José María Ángel Batalla (born December 6, 1956, in Valencia) is a Spanish politician. He has been mayor of La Eliana, a municipality in the province of Valencia, and was a senator appointed by the Valencian Parliament representing the community from 2011 to 2015.

== Early life ==
José María Ángel Batalla was born in Valencia in 1956 and has been a resident of La Eliana since 1985. He attended primary school at the Colegio Pío XII and secondary school at the Instituto Benlliure in Valencia. In 1975 he began studies in geography and history at the University of Valencia, where he was present for one year, and there is no record of him having completed them at any university.

== Political career ==
He completed a course in public management at ESADE, Barcelona in 1990. He is a civil servant at the Provincial Council of Valencia and head of service since 1992. Between 1993 and 1995, he was an advisor at the Ministry of the Interior.

In 1991, he joined the governing team of the La Eliana City Council as Councilor for Sports and later as Councilor for Citizen Security. From 1997 to 2015, he served as Mayor of La Eliana.

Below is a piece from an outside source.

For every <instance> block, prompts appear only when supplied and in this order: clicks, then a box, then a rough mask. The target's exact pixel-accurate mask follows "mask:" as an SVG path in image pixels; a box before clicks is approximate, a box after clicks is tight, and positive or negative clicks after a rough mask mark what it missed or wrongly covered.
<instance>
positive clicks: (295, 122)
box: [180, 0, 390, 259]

José María Ángel has been a member of the National Committee of the Socialists since 1996 and was Secretary General of the PSPV-PSOE in Campo del Turia from 2000 to 2007, as well as Secretary of Municipal Policy of the PSPV-PSOE until 2012.

In 2015, he was appointed regional secretary of Security and Emergencies and general director of the Valencian Agency for Security and Emergency Response, a position he held until his resignation in September 2023.

Later, in December 2024, he was appointed special commissioner for the reconstruction and repair of the damage caused by Cyclone Dana in different municipalities between October 28 and November 4, 2024. On July 31, 2025, he resigned from this position in the context of the scandal of a false university degree in his personal file at the Valencia Provincial Council.

In June 2024, the La Eliana city council, also from the PSOE, named the new House of Culture after Josep María Ángel, with the minister Diana Morant at the opening ceremony.

=== Falsehood in qualifications ===
On July 29, 2025, a report by the Valencian Anti-Fraud Agency was made public, proving that the Diploma in Archival Science and Library Science from the University of Valencia that appears in his personal file, necessary to access a civil servant position in subgroup A2 (at that time group B) in the Valencia Provincial Council, is false, among other evidence, because said degree was not implemented until 1990. That same day, the Anti-Corruption Prosecutor's Office opens an investigation into the possible falsification of the university degree. On July 31, 2025, he submits a letter to the Ministry of Territorial Policy resigning from his position as Commissioner for the DANA. The day before, it is announced that the Valencia Provincial Council has opened a file on his wife, Carmen Ninet, for alleged irregularities in her qualifications for a management position.

On August 8, it was made public that he was hospitalized in Llíria Hospital for attempted suicide.